Analysts project that the global managed services market will reach $519.6 billion by 2031. This is based on a compound annual growth rate of 7.9 percent and is according to a report published by the market research firm SkyQuest Technology.
As of the end of 2023, analysts estimate that the managed services market is $262 billion in size. On-premises IT environments account for 64 percent of that revenue.
It’s not clear at what point the cloud might account for the lion’s share of managed services, but it’s apparent that even as the number of applications deployed in the cloud continues to grow, a significant portion of the market will still be driven by applications running in on-premises IT environments. Data has gravity, and moving it from one environment to another is still fraught with challenges. As such, it’s not likely that on-premises IT environments will go away any time soon.
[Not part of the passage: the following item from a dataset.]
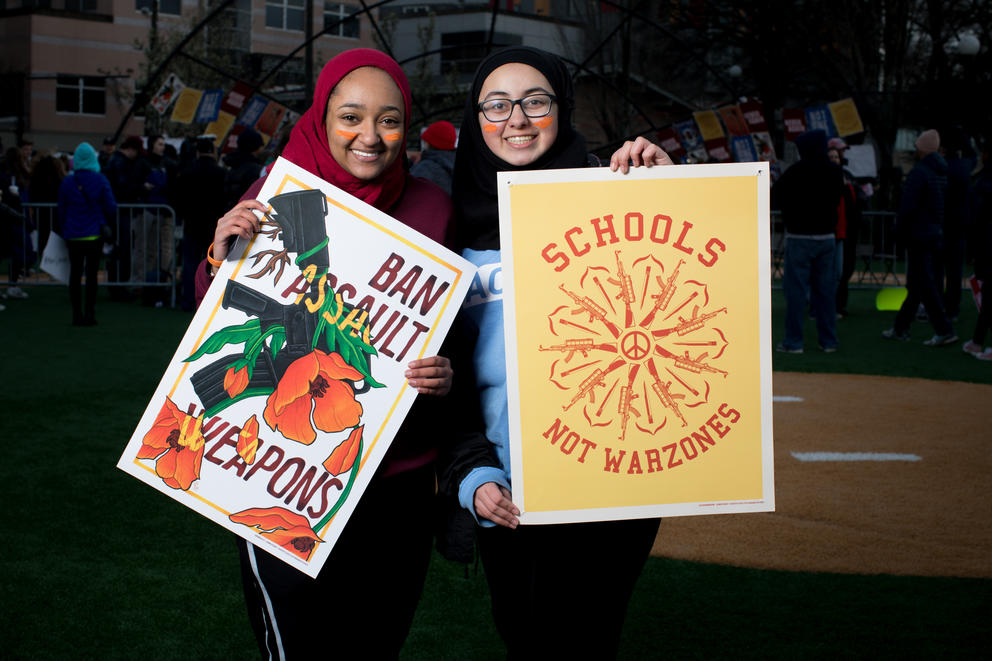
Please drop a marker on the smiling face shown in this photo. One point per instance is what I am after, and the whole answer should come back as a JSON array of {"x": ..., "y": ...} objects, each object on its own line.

In fact, with the rise of edge computing, the number of applications deployed outside of a traditional cloud computing environment is likely to increase.
Complexity leads to more reliance on MSPs
None of these IT environments are, of course, as isolated as before. The truth is that IT is evolving into a set of federated services. For example, cloud management might handle edge computing environments, and distributed application workloads might run both in the cloud and in on-premises data centers.
Modern applications must process and analyze data in near real-time at the point where they create and consume it. In many cases, data will also be processed and analyzed in transit using a messaging platform such as Kafka instead of relying on batch-oriented processing techniques to update applications once or twice a day.
The more complex IT environments become, the more likely organizations will rely on managed service providers (MSPs) to build, deploy, and secure their increasingly distributed applications.
Access and expertise lower the cost of service delivery
The truth is the term cloud computing may one day soon be an anachronism. Each IT environment is essentially becoming an instance or extension of a cloud computing environment, especially as more organizations consume IT infrastructure provided as a service from, for example, Dell, HPE, or Lenovo in local or remote data centers. If everything is a cloud, the need to distinguish where that cloud is physically located becomes less pertinent.
Many MSPs are already managing for customers a mix of classes of workloads. The more centralized the management of those workloads becomes, the lower the total cost of delivering those services. Today, each IT stack deployed tends to have its own control plane. Over time, MSPs will increasingly use frameworks that allow them to centrally manage workloads at a lower cost, regardless of the platform. One of the advantages that an MSP has over an internal IT team is they typically have more access to the resources and expertise needed to achieve that goal.
Regardless of the application architectures employed, MSPs will clearly continue to play a pivotal role in managing IT.